Wednesday, December 8, 2010


In March 2004, we had an opportunity to visit the fascinating rock art of Hueco Tanks, east of El Paso, Texas. While the main purpose of the visit was to see the numerous mask pictographs at that location we saw many other things as well. Named for a number of natural pools of rainwater (or tanks) so valuable to non-technological people in that arid landscape, Hueco Tanks has obviously attracted visitors for millennia. According to the DesertUSA website: “Over the millennia, Hueco Tanks has drawn desert plant and wildlife communities and prehistoric and historic man into its folds primarily because its huecos (a Spanish word for “hollow”) – especially the deep ones that lie beneath sheltering rock ceilings – trap and hold drinkable water, that most valuable desert commodity. Indeed, as Robert Miles and Ron Ralph said in an article in The Handbook of Texas Online, Hueco Tanks held virtually the only dependable source of water between the Pecos River, roughly 120 miles to the east, and El Paso, some 30 miles to the west.”

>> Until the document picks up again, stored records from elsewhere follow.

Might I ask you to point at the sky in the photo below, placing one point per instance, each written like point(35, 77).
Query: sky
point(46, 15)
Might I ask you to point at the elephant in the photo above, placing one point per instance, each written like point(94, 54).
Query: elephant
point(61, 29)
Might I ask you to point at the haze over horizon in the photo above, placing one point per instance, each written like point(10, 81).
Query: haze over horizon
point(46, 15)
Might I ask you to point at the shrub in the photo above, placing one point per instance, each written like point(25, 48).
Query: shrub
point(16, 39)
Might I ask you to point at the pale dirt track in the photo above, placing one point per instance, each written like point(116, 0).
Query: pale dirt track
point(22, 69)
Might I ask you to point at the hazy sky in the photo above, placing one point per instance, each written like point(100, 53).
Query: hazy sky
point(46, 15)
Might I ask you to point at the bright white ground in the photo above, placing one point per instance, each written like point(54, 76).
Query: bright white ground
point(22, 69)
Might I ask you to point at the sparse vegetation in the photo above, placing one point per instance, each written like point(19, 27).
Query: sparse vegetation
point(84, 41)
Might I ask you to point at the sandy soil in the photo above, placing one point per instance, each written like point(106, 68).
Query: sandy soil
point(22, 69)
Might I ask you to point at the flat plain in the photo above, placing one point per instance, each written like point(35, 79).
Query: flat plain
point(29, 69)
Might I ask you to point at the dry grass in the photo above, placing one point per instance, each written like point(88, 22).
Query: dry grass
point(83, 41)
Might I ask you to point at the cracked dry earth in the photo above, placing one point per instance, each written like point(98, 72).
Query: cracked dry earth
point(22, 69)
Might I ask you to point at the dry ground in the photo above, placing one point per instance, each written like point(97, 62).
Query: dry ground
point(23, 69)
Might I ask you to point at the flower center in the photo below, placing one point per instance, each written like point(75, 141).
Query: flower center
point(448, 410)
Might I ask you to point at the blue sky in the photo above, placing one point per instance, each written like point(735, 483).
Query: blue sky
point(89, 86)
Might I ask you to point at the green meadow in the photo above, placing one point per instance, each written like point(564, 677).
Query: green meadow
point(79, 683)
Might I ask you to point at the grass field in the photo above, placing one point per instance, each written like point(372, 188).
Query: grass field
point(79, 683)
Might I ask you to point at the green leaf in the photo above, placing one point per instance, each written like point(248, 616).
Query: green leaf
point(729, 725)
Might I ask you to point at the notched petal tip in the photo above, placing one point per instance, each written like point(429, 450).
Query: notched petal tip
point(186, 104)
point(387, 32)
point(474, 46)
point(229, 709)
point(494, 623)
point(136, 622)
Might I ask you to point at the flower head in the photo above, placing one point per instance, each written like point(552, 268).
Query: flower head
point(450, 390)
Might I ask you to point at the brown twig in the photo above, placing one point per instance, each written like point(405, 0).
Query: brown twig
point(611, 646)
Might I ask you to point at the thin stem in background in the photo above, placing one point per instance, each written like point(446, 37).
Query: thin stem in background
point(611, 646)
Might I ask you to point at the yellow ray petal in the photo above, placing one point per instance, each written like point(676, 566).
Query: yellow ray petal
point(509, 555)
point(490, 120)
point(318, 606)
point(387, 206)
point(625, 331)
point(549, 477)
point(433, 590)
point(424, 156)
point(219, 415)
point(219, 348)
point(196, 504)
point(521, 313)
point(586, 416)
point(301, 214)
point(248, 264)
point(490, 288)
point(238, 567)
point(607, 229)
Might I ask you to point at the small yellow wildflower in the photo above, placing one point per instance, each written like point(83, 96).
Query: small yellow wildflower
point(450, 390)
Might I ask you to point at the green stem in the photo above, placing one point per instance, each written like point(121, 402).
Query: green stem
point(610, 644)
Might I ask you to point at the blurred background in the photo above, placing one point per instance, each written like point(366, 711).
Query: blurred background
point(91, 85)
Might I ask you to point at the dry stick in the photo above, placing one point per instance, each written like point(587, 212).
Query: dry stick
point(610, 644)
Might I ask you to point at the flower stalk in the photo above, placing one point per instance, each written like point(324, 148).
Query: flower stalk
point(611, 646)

Mammoth rub, Hueco Tanks, Texas.
Photo: Peter Faris, March 2004.

Not too far from the park headquarters, our ranger guide pointed out an area up on the cliff face where the rock projection had been been artificially smoothed and polished. This smoothing had been done by mammoths scratching their itches by rubbing against the rock. According to the ranger this had been confirmed by laboratory analysis which found the remnants of proteins from their skin and hair absorbed into the rock.

A number of other such locations have been discovered and can be researched online. This vestige of Paleolithic giants gave one a sense of personal connection. Unlike the sterility of simply academic knowledge of their former existence, here we could personally experience contact with a rock that they had rubbed up against. This feeling was not at all unlike the feeling we get when in the presence of rock art, that we can somehow contact on a personal level the reality of the person who created the art, and what can be more exciting than that?

Although these are generically known as "mammoth rubbing stones" and that is certainly accurate and descriptive, I have been looking for a technical term to apply to these sites. In the context of RockArtBlog I have decided to name them pachydermaglyphs - what do you think?



  1. All hog-wash. You've been told a fib. 100% not true. Just climb up any of the taller 200 foot walls in the park and you'll find the same polished rock on sheer cliffs. It's simply flow-stone. Nothing more. Sorry.

  2. justin knows because he has mammoth testing equipment. i, as an artist, can testify that i know the feeling of contact/communication between a "creator" and us, the "perceivers". If you felt a wonderful connection to nature, that's great. Who cares if the science was right or not; i dont have a degree in falsifying pseudoscience.